Somewhere along the line, marketers became obsessed with design over delivery. But heavily designed, image-rich HTML emails are a massive liability for two very distinct reasons.

1. The Technical Filter (Code-to-Text Ratio)

Every time you use a drag-and-drop builder to add a beautiful column, a stylized divider, or a colored button, you are injecting hundreds of lines of hidden HTML code into the backend of your email.

The Code-to-Text Ratio

Email clients like Gmail heavily scrutinize the ratio of backend code to actual readable text. A heavy HTML structure with very few words screams to the algorithm: "I am a commercial promotion." It is a mathematical one-way ticket directly to the Promotions tab.

2. The Psychological Friction (Banner Blindness)

Consumers have spent the last two decades being bombarded by digital advertisements. As a result, our brains have developed a subconscious defense mechanism called "banner blindness."

When a reader opens an email and the first thing they see is a massive, highly produced graphic logo, their brain instantly registers the interaction as a transaction. Their guard immediately goes up. You have lost their inherent trust before they have even read your first sentence.

"If your email looks like a promotional flyer, your reader's brain will automatically treat it like a promotional flyer. It will be skimmed, ignored, or deleted."

The Inbox Architecture

The "Hybrid" Plain-Text Pivot

I transition almost all of my B2B, SaaS, and creator clients away from heavy templates and into "hybrid plain-text" emails.

What does this mean? It means the email is still technically HTML (so we can track open pixels and link clicks), but visually, it mimics a standard email from a friend.
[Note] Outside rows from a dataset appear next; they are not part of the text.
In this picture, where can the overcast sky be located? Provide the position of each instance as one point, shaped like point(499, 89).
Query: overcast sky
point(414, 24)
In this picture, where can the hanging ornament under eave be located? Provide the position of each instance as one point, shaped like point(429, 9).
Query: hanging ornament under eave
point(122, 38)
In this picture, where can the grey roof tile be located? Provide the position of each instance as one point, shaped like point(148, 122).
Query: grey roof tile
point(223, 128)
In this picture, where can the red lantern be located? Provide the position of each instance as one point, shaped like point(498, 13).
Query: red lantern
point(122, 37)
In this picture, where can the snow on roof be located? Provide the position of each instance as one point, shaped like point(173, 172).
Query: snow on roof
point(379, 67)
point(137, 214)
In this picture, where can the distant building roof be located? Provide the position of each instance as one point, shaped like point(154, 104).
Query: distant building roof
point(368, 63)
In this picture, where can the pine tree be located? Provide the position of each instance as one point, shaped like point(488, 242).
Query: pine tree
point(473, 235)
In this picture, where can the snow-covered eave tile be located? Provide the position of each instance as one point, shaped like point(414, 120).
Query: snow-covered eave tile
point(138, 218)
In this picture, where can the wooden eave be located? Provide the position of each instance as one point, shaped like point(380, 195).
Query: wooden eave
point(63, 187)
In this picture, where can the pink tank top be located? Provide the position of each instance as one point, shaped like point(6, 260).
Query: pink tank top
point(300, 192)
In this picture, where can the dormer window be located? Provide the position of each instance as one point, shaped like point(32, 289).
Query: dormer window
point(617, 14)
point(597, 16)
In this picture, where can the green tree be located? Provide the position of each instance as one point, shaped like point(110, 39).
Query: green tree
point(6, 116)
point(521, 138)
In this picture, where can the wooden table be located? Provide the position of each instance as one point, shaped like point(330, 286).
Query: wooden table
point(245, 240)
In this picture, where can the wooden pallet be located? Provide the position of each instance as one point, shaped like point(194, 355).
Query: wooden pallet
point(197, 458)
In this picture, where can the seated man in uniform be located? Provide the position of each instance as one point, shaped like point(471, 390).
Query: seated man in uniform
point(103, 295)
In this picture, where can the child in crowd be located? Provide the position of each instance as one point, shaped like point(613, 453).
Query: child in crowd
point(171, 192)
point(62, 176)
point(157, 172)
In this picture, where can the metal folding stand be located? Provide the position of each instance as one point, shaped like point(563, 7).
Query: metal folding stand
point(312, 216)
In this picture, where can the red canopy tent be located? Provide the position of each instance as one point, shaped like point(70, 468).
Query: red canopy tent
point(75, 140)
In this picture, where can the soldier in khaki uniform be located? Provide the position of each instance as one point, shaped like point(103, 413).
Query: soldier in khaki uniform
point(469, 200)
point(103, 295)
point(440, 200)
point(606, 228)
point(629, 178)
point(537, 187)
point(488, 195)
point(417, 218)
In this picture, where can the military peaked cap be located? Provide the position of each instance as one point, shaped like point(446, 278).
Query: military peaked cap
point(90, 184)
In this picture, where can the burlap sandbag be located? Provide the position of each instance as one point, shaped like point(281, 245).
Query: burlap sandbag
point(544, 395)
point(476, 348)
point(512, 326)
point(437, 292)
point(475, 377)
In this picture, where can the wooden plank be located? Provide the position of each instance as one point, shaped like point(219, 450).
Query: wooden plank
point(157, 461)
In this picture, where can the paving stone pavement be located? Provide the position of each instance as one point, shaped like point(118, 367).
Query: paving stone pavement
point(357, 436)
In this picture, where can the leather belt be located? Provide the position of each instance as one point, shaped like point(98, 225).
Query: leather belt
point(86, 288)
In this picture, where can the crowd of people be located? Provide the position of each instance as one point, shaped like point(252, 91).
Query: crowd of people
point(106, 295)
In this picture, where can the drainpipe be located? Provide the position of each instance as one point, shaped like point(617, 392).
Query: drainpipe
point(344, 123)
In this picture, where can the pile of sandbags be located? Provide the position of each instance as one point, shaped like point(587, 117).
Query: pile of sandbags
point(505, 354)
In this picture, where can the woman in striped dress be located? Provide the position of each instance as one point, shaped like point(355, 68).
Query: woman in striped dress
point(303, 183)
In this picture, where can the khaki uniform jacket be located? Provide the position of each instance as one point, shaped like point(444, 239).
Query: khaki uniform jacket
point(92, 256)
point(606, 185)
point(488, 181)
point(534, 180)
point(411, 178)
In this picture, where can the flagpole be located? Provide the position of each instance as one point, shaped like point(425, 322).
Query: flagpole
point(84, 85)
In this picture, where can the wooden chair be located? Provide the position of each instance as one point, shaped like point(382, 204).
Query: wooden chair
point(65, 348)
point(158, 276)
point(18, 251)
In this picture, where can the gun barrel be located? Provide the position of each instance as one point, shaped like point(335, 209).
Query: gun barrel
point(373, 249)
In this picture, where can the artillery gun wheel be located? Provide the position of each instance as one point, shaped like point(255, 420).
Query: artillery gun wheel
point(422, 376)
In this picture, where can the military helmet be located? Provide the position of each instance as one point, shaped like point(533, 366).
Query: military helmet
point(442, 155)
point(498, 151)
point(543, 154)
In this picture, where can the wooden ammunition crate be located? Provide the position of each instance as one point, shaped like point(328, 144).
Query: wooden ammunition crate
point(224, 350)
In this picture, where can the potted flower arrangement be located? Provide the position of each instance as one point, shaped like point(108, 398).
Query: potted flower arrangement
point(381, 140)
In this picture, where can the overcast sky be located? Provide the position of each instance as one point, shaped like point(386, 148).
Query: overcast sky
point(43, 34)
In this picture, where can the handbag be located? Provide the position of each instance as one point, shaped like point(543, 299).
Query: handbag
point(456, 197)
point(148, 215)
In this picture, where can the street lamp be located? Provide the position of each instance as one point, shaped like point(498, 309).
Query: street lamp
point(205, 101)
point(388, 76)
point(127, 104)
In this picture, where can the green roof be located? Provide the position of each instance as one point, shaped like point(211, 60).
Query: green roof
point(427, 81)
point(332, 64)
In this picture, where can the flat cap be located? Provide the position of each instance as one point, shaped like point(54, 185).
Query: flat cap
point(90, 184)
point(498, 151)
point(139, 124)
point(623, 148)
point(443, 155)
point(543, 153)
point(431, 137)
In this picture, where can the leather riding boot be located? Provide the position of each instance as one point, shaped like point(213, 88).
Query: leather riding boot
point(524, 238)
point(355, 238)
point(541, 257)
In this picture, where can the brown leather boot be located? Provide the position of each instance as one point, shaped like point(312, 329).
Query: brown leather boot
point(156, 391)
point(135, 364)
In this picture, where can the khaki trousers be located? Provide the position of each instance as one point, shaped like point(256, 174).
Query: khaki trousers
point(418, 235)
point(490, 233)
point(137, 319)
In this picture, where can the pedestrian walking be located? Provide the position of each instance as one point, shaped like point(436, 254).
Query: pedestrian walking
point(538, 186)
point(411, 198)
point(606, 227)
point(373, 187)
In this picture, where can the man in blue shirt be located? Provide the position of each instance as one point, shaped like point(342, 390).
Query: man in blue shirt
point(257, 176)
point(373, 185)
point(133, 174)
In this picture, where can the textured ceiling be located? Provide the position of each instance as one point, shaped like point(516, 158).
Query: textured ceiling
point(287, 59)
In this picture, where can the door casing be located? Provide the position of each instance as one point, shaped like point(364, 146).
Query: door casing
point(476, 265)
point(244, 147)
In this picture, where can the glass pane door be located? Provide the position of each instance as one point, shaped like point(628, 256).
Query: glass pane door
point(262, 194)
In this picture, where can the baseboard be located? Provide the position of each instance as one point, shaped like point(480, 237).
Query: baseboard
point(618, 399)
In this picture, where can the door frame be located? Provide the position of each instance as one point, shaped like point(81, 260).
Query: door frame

This means left-aligned text, standard system fonts (like Arial, Helvetica, or Georgia), a simple sign-off, and standard blue hyperlinks instead of massive HTML buttons.

How to format for human readability

When you strip away the flashy design, your copy has to do the heavy lifting. Here is how you format text that actually gets read:

  • Shorter paragraphs: Keep paragraphs to 1-3 sentences maximum. Over 60% of emails are read on mobile devices. A standard five-sentence paragraph looks like an intimidating, unreadable wall of text on an iPhone screen.
  • Use whitespace aggressively: Hit the return key. Let the text breathe. White space acts as a visual resting place for the reader's eyes, pulling them smoothly down the page.
  • Write in the first person: Write exactly like you are emailing a single friend. Stop standing on a stage shouting at an audience. Use "you" and "I." Never use the corporate "we."
  • One image max: If you must use an image, use only one, and only if it provides necessary context (like a chart or a screenshot of a framework).

Strip the design away. Stop hiding behind pretty graphics and let the strength of your offer and the clarity of your copy drive the revenue.